Sometimes I wonder if I would have become a more outgoing person if I’d been allowed to pursue the arts that appealed to my child sense of fun–tap dance, highland dancing, singing, acting, and riding (which I tend to think of as an art as well as a sport)–rather than pursuing the more introverted endeavors of ballet (huge focus on barre work), piano, and art.
Did I learn any parenting lessons from my experience? Hahaha. No. And yes.
When my daughter was little, she showed singing talent by age four. I thought I would ignore that and encourage her in sports, rather than the “typical” lessons for little girls. I went on and on yadda yadda how I would put her in soccer and roller hockey and keep her away from the “expected” activities for girls.

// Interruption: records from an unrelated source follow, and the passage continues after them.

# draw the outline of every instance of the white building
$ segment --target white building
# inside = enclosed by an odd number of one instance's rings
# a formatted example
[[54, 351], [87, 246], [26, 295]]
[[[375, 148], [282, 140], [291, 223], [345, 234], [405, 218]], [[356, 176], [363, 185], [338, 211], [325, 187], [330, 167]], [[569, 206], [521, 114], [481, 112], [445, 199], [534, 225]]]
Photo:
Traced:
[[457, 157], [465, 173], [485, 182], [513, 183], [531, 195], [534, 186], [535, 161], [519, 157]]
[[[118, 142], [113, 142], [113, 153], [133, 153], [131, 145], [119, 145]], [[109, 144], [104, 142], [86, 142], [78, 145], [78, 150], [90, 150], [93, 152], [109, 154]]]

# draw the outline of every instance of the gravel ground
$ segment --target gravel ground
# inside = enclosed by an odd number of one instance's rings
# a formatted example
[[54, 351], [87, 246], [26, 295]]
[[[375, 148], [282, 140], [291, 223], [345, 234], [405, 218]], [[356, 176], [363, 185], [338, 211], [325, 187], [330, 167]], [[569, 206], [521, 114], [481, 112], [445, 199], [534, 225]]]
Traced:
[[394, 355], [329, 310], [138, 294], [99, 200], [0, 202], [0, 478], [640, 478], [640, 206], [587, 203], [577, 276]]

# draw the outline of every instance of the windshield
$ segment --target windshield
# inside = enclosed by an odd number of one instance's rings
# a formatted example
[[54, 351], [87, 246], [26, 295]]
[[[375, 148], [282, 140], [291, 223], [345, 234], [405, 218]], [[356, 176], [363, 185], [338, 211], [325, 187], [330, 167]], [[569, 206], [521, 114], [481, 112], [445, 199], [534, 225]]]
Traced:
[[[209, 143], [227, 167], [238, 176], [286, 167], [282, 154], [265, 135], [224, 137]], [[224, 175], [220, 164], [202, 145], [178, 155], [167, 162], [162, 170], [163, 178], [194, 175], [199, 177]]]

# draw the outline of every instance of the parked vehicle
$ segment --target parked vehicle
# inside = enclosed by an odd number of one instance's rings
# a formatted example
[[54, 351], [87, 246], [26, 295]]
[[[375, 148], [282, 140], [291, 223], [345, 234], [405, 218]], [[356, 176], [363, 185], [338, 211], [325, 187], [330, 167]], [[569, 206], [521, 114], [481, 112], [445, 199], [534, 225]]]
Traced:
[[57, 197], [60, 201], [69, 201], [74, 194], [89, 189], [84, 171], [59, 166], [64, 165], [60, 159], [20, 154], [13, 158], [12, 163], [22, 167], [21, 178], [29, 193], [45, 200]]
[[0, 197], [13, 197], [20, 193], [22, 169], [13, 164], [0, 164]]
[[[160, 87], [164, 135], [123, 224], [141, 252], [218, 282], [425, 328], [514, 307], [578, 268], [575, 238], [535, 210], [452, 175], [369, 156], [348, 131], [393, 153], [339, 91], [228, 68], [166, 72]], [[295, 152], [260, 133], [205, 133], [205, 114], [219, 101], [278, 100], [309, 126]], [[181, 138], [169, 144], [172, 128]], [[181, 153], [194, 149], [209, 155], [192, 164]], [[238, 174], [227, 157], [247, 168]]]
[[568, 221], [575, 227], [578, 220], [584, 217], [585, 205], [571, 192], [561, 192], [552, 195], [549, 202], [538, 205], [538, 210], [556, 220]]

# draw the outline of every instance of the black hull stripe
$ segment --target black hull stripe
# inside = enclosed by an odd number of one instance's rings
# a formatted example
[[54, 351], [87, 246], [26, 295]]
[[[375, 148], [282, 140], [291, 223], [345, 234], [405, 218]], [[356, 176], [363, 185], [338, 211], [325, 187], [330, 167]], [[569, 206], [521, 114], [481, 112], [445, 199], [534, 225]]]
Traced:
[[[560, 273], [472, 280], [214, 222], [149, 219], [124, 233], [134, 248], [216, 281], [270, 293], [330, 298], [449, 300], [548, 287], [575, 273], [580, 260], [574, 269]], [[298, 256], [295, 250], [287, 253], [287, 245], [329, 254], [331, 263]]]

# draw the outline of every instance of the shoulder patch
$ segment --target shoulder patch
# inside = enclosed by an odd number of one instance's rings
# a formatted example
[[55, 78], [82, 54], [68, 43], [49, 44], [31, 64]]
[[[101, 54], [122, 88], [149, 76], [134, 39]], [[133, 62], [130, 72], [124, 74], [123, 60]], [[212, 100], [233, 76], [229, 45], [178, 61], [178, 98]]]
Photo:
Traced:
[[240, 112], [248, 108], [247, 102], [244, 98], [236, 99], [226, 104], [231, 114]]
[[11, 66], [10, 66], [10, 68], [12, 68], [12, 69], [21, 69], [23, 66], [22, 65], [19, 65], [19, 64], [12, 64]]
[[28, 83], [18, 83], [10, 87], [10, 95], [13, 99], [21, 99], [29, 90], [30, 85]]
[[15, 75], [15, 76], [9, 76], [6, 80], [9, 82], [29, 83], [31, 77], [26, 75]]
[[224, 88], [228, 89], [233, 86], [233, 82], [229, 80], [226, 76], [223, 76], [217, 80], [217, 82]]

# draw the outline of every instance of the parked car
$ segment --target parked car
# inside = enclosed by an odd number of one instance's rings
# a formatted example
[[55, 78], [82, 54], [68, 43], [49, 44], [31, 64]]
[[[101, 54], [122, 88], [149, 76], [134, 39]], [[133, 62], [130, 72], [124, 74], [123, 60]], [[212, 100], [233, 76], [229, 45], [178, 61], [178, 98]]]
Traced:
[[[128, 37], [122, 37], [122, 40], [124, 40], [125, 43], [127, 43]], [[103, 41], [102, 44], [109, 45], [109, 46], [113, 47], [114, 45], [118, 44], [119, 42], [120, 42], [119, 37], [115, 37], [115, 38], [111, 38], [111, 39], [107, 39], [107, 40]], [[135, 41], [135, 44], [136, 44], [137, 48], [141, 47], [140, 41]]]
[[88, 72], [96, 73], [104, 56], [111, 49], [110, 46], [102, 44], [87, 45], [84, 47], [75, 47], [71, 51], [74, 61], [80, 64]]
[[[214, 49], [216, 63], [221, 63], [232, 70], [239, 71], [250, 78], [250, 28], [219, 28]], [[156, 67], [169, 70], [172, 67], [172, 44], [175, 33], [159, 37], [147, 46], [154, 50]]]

But when she was six, she begged for shoes that make noise, and I knew I couldn’t force her in a direction I thought was correct. The way she could get shoes that made noise was to take tap lessons. Now, after years of dance, voice, and acting lessons (that cost me buckets of money) and years of experience in those areas, my daughter is able to go after her own interests–as she says, she follows her dream. For full disclosure, by age nine, she had the makings of a talented athlete according to her PE teacher, but she had to decide between performing lessons and sports because there is only so much time and money, and she had religious classes as well. She chose performing.

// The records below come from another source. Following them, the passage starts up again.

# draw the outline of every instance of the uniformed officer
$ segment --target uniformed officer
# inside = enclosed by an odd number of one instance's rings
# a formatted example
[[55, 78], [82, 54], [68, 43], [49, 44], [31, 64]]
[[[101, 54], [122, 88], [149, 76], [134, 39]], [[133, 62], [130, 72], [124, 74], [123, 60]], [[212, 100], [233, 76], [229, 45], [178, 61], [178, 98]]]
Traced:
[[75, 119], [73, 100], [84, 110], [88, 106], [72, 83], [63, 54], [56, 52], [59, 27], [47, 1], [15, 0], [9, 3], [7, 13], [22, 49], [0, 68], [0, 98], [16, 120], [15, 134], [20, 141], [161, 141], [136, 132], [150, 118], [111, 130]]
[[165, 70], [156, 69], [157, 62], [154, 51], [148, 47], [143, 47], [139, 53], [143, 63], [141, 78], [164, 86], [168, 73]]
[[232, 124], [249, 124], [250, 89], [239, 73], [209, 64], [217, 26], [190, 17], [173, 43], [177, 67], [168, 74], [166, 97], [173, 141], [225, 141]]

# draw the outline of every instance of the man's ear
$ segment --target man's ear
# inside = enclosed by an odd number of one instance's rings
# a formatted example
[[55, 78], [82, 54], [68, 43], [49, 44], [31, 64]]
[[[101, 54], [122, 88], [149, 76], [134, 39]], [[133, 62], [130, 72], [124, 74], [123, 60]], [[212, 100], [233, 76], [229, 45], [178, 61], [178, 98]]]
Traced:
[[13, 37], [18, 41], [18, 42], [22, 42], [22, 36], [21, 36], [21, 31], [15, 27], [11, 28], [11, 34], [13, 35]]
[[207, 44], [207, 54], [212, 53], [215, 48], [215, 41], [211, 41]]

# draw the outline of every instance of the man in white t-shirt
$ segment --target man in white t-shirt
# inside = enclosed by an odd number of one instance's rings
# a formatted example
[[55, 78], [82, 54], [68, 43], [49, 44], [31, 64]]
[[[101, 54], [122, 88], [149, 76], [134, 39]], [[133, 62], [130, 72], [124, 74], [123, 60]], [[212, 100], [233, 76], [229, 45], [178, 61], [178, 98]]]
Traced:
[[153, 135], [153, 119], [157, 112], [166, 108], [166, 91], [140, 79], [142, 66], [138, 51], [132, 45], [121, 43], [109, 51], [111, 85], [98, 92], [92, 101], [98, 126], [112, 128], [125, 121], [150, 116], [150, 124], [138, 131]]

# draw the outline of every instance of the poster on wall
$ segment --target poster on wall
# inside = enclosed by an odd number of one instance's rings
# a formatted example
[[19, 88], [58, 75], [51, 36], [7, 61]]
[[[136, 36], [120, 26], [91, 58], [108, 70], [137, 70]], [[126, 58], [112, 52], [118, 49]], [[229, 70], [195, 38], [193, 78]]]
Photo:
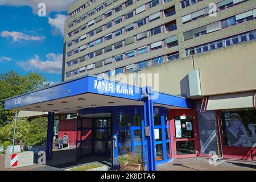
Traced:
[[186, 122], [187, 131], [192, 130], [192, 123], [191, 122]]
[[180, 120], [175, 121], [175, 133], [176, 138], [181, 138], [181, 123]]
[[159, 139], [159, 129], [155, 129], [155, 139]]

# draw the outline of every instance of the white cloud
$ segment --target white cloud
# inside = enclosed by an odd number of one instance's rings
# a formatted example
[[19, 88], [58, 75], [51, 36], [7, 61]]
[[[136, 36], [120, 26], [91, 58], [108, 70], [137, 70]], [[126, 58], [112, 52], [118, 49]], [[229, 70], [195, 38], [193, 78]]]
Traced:
[[0, 57], [0, 62], [3, 61], [11, 61], [11, 59], [10, 57], [5, 57], [5, 56]]
[[75, 2], [76, 0], [0, 0], [0, 6], [6, 5], [11, 6], [30, 6], [33, 10], [33, 13], [38, 14], [38, 4], [44, 3], [46, 5], [46, 13], [48, 14], [51, 12], [60, 12], [67, 11], [68, 6]]
[[44, 39], [46, 38], [44, 36], [30, 36], [22, 32], [16, 31], [9, 32], [7, 30], [2, 31], [0, 34], [0, 36], [7, 38], [13, 38], [13, 41], [14, 42], [21, 42], [21, 40], [41, 40]]
[[39, 71], [47, 73], [61, 74], [62, 72], [63, 55], [50, 53], [46, 55], [46, 60], [40, 59], [38, 55], [27, 61], [16, 61], [17, 66], [26, 71]]
[[67, 16], [66, 15], [57, 14], [55, 15], [55, 18], [48, 18], [48, 23], [53, 27], [52, 30], [52, 34], [56, 35], [64, 35], [65, 20], [67, 19]]

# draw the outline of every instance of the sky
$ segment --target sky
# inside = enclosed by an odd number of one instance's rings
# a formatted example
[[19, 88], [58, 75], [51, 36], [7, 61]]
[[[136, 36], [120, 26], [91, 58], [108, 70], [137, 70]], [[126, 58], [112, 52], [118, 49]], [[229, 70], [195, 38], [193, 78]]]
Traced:
[[[64, 25], [75, 0], [0, 0], [0, 74], [40, 73], [61, 81]], [[40, 3], [46, 5], [45, 16]]]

If you think I’m writing this to point out that my mother was wrong to choose my lessons and that I was right to let my daughter’s interests call the shots, I’m not. Well, maybe I thought that once, but not any more. I was a lucky duck for my lessons and my teachers, and my daughter was also blessed to have the lessons and teachers she had. I’m not sure either philosophy is right. Training and experiences do help guide our paths in life. Maybe I would be more outgoing if I’d had tap and voice lessons, but then it’s less likely that I would be a writer. If my daughter had been persuaded to pursue soccer at a certain point in her life, who knows where her life would be today? She wouldn’t be the brilliant performer she is, though, that I believe.
If neither of us had had these lessons at all, our paths would have been still different. Different, not necessarily worse or better. That’s just my opinion. But I can almost hear other opinions clamoring out there. Maybe you had lessons you hated? Or lessons you couldn’t have that you wanted so bad you still feel resentful? Maybe you think kids shouldn’t have lessons at all until they prove themselves worthy of them?
What is your opinion of supplemental art and music (type) lessons for kids?
One last thing: I feel very very strongly that art and music (and dance and drama) should be offered in public school for children of all ages. This is a different subject than after-school lessons, but obviously related.